The FGR also issued arrest warrants for 19 more former Federal Police officials.
The investigation of the swindle was by the Federal Comptroller who in turn issued results of an audit to the FGR.
An irony in the Orta Martínez case is that he filed for a habeas corpus (amparo) protection under federal law, but the district judge in the case said he could not issue one because the request did not specify which one of many charges he has been slapped with.
In addition, Sheinbaum has ordered an audit of resources at the Mexico City Citizens Security Secretariat, where Orta Martínez was once budget manager.
Junk Food Feud
After the state of Oaxaca recently approved a bill banning the sale of junk food and sugar-laden beverages to minors, the industry went mum.

Photo: Google
In the meantime, half a dozen other state governments and Mexico City are considering similar bills to prevent child obesity and even diabetes.
About the only voice from the business community censoring the anti-junk food bills is that of National Agribusiness Council president Bosco de la Vega Valladolid.
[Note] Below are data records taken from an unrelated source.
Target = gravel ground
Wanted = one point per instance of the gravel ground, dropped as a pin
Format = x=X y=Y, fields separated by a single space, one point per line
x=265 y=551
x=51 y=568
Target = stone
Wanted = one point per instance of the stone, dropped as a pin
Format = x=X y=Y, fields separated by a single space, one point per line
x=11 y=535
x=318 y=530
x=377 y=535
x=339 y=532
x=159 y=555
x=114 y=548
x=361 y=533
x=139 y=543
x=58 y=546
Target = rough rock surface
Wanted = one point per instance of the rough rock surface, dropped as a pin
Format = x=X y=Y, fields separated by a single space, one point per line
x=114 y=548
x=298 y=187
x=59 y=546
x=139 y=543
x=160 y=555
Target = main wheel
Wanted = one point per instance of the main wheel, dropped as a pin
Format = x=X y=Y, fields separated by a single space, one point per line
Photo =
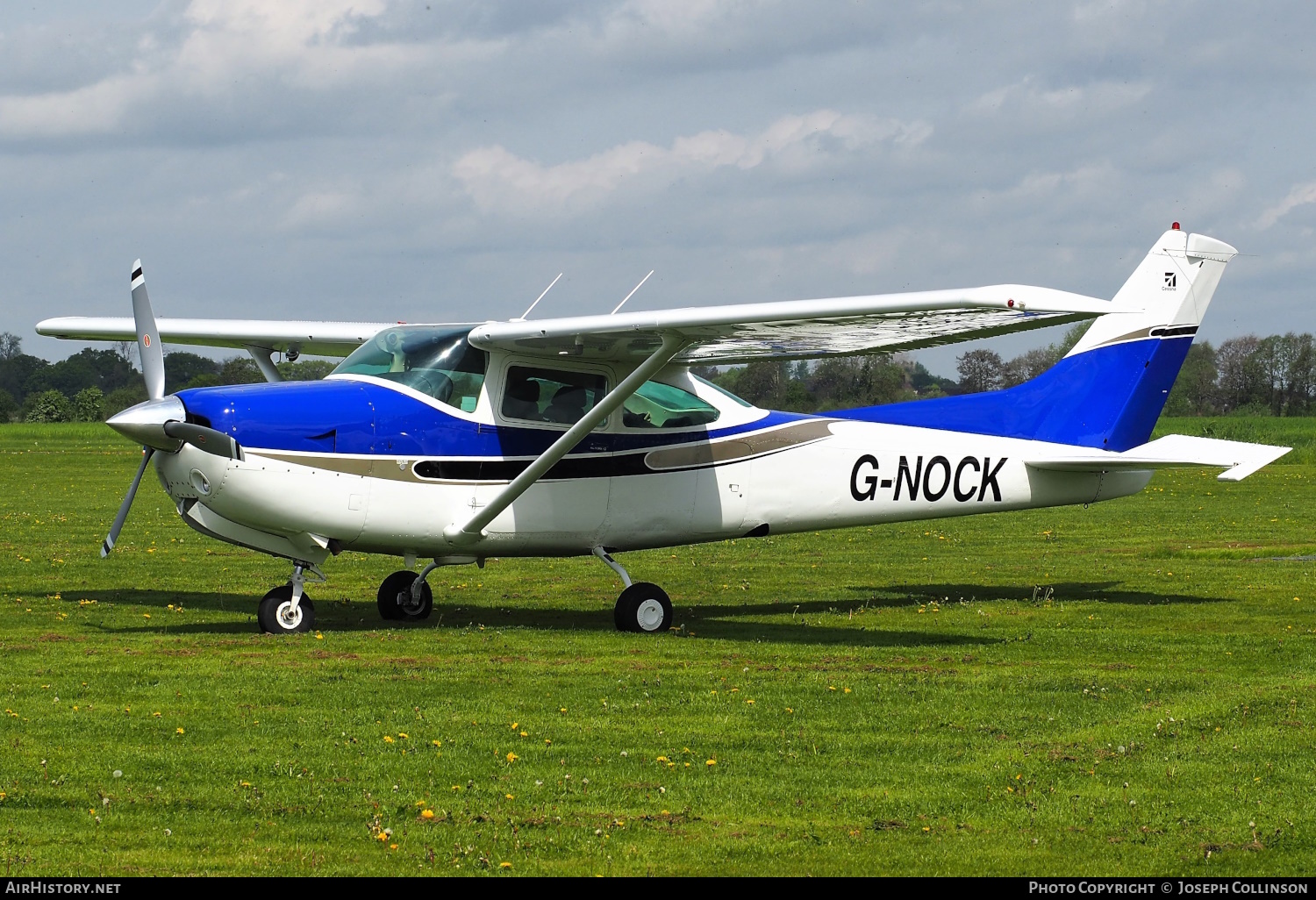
x=642 y=607
x=395 y=599
x=276 y=615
De la Vega said that the bill and ensuing ones constitute laws against individual liberties because they tell you what to eat and what to not eat, posing a blunt attack on personal freedoms on business because “people are going to buy less and that will hurt profits.”
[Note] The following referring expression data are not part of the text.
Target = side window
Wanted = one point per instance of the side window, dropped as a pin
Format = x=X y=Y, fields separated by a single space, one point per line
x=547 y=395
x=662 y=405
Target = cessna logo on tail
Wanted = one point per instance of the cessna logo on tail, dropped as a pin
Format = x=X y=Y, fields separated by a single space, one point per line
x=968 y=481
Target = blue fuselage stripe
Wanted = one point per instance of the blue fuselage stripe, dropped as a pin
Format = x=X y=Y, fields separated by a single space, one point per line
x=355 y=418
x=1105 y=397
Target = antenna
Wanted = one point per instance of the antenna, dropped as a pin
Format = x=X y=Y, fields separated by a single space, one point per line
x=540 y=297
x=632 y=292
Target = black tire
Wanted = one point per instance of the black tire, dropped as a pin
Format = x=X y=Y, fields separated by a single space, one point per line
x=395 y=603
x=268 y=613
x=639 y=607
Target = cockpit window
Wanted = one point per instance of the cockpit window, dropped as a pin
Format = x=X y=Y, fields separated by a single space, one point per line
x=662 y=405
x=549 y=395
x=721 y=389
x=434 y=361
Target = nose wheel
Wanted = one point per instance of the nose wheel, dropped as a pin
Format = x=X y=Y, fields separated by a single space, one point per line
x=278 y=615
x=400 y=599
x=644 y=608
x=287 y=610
Meanwhile, the issue on product labeling of junk food is stalled in Congress, probably until next December.
Billions for Political Parties
The National Electoral Institute (INE) announced a budget for political parties worth 5.239 billion pesos.

Photo: ADN Sureste
The budget is allotted based on results of membership registration, and heading the list of recipients is the majority National Regeneration Movement (Morena), which will receive 1.71 billion pesos, followed by the National Action Party (PAN), slated to get 1.239 billion pesos.
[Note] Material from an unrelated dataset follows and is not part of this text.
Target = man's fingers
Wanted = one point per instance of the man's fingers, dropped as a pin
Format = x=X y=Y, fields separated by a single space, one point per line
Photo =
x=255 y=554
The Institutional Revolutionary Party (PRI) will receive 888 million pesos, the Labor Party (PT) will get 384 million pesos, the Green Environmentalist Party (PVEM) will receive 418 million pesos and the Citizens Movement will receive 403 million pesos.
Finally, the Party of the Democratic Revolution will get 438 million.
San Miguel Goes Orange
Tourists began to trickle back into the central Mexican colonial town of San Miguel de Allende as municipal authorities lifted the covid-19 pandemic lockdown alert from red to orange.

Photo: sanmiguelallende.gob.mx
Municipal authorities demand that everyone – locals and visitors – wear a mouth cover while transiting the streets, and restaurants and hotels are limited to 30 percent of their normal capacities.
This is the first time since March 20, when the entire city went in lockdown, that people can flow freely on the cobble-stoned streets.